Precise Measurement of Cosmic Ray Light and Helium Spectra above 0.1 Peta-electron-Volt
LHAASO collaboration
TL;DR
This work delivers a precise measurement of the cosmic-ray light component and, by subtraction, the helium energy spectrum in the knee region using the LHAASO KM2A-WFCTA hybrid system with a consistent energy scale. By exploiting a light-component selection and a robust energy-reconstruction framework, the authors extract a helium spectrum that exhibits a pronounced hardening at $E_h$ and a knee at $E_k$, aligning with multi-species rigidity considerations yet revealing complex, non-monotonic dominance transitions with energy. The analysis includes iterative refinements of the proton spectrum via an $H/He$ method, comprehensive systematic assessments across hadronic-interaction models, and the development of updated composition models to reduce model-dependent uncertainties. These results imply multiple Galactic CR source populations and provide stringent constraints on hadronic interactions, propagation, and acceleration scenarios in the knee energy range.
Abstract
We report a measurement of the cosmic ray helium energy spectrum in the energy interval 0.16 -- 13 PeV, derived by subtracting the proton spectrum from the light component (proton and helium) spectrum obtained with observations made by the Large High Altitude Air Shower Observatory (LHAASO) under a consistent energy scale. The helium spectrum shows a significant hardening centered at $E \simeq$ 1.1 PeV, followed by a softening at $\sim$ 7 PeV, indicating the appearance of a helium `knee'. Comparing the proton and helium spectra in the LHAASO energy range reveals some remarkable facts.

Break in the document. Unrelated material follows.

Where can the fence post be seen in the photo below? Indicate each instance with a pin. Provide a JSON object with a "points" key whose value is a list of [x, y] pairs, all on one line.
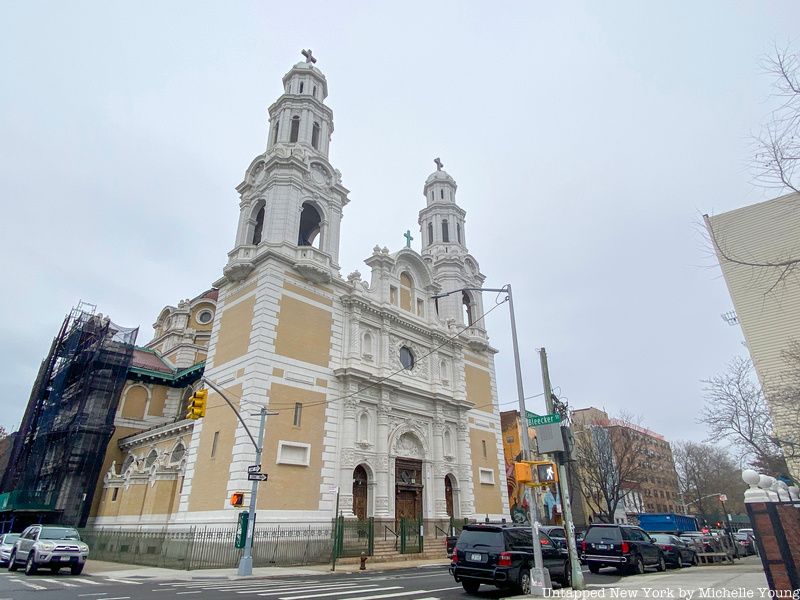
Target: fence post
{"points": [[371, 542]]}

In the lower part of this range, in contrast to the behavior at lower energies, the helium spectrum is significantly softer than the proton spectrum. This results in protons overtaking helium nuclei and becoming the largest cosmic ray component at $E \simeq$ 0.7 PeV. A second crossing of the two spectra is observed at $E \simeq$ 5 PeV, above the proton knee, when helium nuclei overtake protons to become the largest cosmic ray component again. These results have important implications for our understanding of the Galactic cosmic ray sources.